By the end of the study, over 350 million trees were mapped, including those outside Rwandan forests. In fact, 72% of the mapped trees were in farmlands and savannas, 17% on plantations, and only 11% in natural forests.
Even so, according to the study results, that small proportion of forest trees accounted for 51% of the national carbon stock of Rwanda. The researchers say this is likely because natural forests have very little human disturbance thanks to legislation and policy. Thus, they have a very high carbon content per tree volume.
“This suggests that conservation, regeneration and sustainable management of natural forests is more effective at mitigating climate change than plantation,” said first author Maurice Mugabowindekwe, a Ph.D. researcher at the University of Copenhagen.
Mugabowindekwe is Rwandan, but he says the rationale of using Rwanda for the development of the new method was scientifically based.
“The country has a rich landscape variation including savannas, woodlands, sub-humid and humid forests, shrubland, agro-ecosystem mosaics, and urban tree ecosystems, which are representative of most tropical countries. We wanted to prove the method for all these landscape types,” the geology researcher said.
When the study results were presented to Rwandan authorities in July 2022, they immediately asked Mugabowindekwe and team to update the mapping based on newer aerial images acquired in 2019—a project the Danish team is currently undertaking.

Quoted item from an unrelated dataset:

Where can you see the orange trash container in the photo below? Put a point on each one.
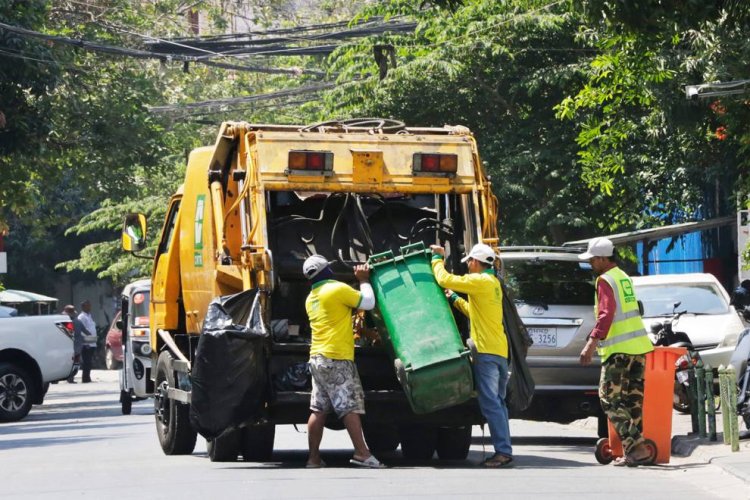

Additionally, the method yielded good results when tested on a handful of other countries, including Tanzania, Burundi, Uganda and Kenya. The way different countries take their forest inventories is not consistent due to different contexts, goals and available datasets. The researchers said they hope this method will establish itself as a standard, thereby enabling better comparisons between countries.
“If you are not able to create an accurate and reliable inventory, there is a risk of lacking a framework to track the impact of landscape restoration,” said Mugabowindekwe. “This could make the conservation and sustainable management of both forests and other tree-dominated landscapes impossible. Therefore, this is science that is likely to have an impact."